We fully expect that as a matter of practice the Supreme Court would require notice to be given to the Attorney General of Quebec and probably all provincial Attorneys General. Under the Rules of Practice of the Supreme Court, where a question on the constitutionality of a law of the legislature of a province is raised in a case on appeal, the constitutional question is stated by the Court and is served on the Attorneys General of all the provinces, who may then intervene in the case simply by filing a notice of intervention. In the case of a reference, subsection 53(5) of the Supreme Court Act provides that where the question relates to the constitutional validity of any Act passed by a provincial legislature, or in case, for any reason, the government of any province has any special interest in any such question, the Attorney General of the province shall be notified of the hearing in order that the Attorney General may be heard if he thinks fit. Furthermore, under subsection 53(6) of the Supreme Court Act, the Court has the express power to direct that any person or class of persons be notified of the hearing of a reference, and those persons are entitled to be heard.

Does anyone other than provincial governments have a right to intervene in the reference? What rights do interveners have?

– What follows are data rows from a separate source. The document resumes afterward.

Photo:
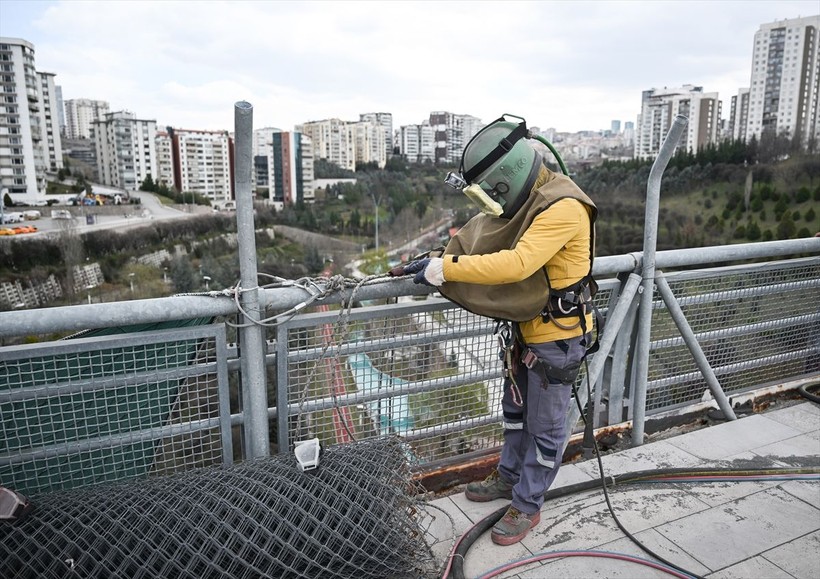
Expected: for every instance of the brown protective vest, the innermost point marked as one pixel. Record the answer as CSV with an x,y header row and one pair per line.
x,y
524,300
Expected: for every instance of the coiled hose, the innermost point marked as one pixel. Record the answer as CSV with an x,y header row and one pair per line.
x,y
456,568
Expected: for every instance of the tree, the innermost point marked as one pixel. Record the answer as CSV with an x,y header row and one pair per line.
x,y
183,275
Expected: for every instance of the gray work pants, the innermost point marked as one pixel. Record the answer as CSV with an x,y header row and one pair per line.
x,y
534,432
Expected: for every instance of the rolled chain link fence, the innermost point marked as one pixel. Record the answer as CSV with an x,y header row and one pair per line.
x,y
358,516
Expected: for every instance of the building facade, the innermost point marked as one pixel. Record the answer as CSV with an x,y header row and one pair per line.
x,y
203,163
384,120
165,160
126,149
333,140
739,116
785,81
81,114
370,143
451,133
29,132
659,107
417,143
50,122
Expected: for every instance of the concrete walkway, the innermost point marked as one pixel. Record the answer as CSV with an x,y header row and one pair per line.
x,y
727,529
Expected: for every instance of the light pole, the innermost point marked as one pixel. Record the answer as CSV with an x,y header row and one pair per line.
x,y
376,201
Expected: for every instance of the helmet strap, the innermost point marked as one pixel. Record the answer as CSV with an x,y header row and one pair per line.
x,y
504,146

As indicated above, the Court may direct that a person or class of persons be notified of the reference, and those persons are entitled to be heard. In addition, the Supreme Court Rules provide that any person interested in an appeal or a reference may, with leave of a judge of the Court, intervene therein upon such terms and conditions and with such rights and privileges as the judge may determine. An intervener has the right to file a written argument (a factum). Interveners do not have a right to make oral argument or to file a factum exceeding twenty pages unless the judge allowing the intervention so orders. (These limitations do not apply to Attorneys General who file a notice of intervention under the other provisions of the Rules.)

What happens if the Quebec government does not participate and make arguments before the Court?

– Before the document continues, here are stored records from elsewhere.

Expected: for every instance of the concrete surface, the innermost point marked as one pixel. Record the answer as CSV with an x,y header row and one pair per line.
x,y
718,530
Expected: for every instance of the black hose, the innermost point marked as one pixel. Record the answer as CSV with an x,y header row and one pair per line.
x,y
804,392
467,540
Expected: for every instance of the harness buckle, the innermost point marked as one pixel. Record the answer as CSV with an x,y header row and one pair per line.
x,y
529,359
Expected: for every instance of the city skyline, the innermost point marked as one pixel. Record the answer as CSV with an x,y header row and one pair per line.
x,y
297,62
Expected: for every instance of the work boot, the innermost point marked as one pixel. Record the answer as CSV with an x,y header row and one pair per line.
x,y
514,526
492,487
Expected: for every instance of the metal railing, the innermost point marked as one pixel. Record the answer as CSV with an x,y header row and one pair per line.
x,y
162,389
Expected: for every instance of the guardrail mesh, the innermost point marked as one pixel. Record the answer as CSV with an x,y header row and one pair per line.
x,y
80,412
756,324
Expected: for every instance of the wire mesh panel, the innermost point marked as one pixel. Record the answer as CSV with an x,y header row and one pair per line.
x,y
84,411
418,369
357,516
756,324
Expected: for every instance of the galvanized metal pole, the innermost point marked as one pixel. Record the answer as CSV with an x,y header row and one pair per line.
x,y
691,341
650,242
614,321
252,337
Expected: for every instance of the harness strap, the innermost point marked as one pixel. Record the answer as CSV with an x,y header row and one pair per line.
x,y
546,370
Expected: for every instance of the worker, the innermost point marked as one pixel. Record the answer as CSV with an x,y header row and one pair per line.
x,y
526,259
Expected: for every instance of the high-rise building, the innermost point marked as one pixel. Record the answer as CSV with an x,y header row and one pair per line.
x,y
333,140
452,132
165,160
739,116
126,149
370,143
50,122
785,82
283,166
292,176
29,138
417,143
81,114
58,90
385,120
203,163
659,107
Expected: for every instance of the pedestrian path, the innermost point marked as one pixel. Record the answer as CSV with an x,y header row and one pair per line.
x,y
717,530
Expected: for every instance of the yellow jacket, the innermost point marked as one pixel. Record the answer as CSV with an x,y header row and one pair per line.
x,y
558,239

We would hope that Quebec will choose to participate. In any event, under subsection 53(7) of the Supreme Court Act the Court could appoint a lawyer to argue the case with respect to any interest that is affected but is not represented by counsel. (This is sometimes referred to as an amicus curiae or "friend of the court" provision.) Again, this is a matter within the Court's discretion.

How many judges from Quebec sit on the Supreme Court?

Three of the nine judges are from Quebec, as required by the Supreme Court Act.

Does the reference to the Supreme Court suspend the proceedings in the cases related to Quebec secession that are currently before the Superior Court of Quebec, i.e., the Bertrand and Singh cases?

Not automatically, but it would not be unusual for the Superior Court to adjourn the hearing of those cases sine die until the Supreme Court renders its opinion.